After a disappointing showing in the 2012 Games, Team GB revamped their coaching and leadership. This led to a shift in mindset and Byrnes believes that it’s now harder than ever to make the team. “I think it’s very competitive, I think it’s really hard to get on that team because they’ve raised the bar…there is a real emphasis on doing your pb [personal best] at the major competitions, there’s no room for sentiment at all.”
The real question is whether or not this will lead to more podiums.
“Next year for British medals I would be looking mainly at men at the moment, although there are a few women actually that would have something to say about that. I think with the men they have very good relay teams, whereas with women it’s individuals like Freya Anderson, Anna Hopkin, Siobhan O’Connor. You never know, a lot of them are top six at their events.”
For individual men Byrnes said the standout name remains Adam Peaty, who will look to defend his world record in the 100m breaststroke. Byrnes says he has transcended the sport with his personality and social media. “He’s just all about winning and he’s not ashamed of that.”
Outside the Olympics
Despite Peaty’s popularity, there are times when Byrnes will have an exclusive story with him, yet no mainstream newspaper or sports website will want to publish it, which highlights that, in media terms, swimming is something of a ‘once every four year sport’.
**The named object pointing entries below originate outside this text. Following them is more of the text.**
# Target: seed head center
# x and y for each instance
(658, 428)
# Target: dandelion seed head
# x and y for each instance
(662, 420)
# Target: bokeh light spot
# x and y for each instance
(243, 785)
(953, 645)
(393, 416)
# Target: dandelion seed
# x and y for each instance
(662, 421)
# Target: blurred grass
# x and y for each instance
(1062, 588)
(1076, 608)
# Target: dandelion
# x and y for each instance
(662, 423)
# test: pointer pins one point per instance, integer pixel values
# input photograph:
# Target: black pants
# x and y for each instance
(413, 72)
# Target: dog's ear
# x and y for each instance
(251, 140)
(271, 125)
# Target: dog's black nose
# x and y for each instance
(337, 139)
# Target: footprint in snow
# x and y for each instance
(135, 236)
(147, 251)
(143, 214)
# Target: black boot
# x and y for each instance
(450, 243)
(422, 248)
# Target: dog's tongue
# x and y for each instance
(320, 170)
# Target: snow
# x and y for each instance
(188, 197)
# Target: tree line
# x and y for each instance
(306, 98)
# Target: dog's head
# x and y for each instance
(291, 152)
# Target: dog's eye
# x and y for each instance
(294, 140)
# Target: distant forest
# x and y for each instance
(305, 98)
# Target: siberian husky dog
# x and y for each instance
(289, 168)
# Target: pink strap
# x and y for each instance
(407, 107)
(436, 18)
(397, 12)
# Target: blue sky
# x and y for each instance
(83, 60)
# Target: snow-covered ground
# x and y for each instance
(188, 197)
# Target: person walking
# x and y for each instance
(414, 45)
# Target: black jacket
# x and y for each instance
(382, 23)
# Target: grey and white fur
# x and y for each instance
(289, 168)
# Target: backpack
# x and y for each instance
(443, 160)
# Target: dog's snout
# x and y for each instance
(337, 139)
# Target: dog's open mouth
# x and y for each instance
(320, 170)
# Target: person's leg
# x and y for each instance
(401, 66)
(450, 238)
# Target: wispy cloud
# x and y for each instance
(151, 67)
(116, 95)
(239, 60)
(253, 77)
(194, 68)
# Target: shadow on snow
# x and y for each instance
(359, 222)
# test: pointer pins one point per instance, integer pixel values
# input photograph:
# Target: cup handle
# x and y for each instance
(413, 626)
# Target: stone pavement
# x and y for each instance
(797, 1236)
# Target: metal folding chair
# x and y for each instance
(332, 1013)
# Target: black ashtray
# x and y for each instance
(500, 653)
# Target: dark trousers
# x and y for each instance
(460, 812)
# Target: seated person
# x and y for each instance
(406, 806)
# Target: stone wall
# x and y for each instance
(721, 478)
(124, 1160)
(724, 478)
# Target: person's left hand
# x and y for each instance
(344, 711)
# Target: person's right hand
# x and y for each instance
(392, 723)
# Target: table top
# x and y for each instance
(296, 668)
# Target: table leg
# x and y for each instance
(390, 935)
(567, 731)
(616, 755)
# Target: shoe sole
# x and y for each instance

Nevertheless, Byrnes continues to plug away – she has the access because of relationships she can build when nobody else is paying attention. While the largest media outlets parachute a reporter in during an Olympic year, she is on the front line as swim
ming somewhat forlornly tries to grow.
These athletes are looking to find more support and competition in the other three years and 11 months of an Olympic cycle, and last year may have heralded a new dawn. In 2019 the International Swimming League was formed with five teams in North America, four in Europe and one in Asia.
Byrnes says the swimmers really love the ISL because it gives them another chance to compete, and for journalists it’s one more chance to get the word out. But will it make the common sports fan pay more attention? “If it’s going to get any attention it might be more so next year, in the wake of Tokyo.”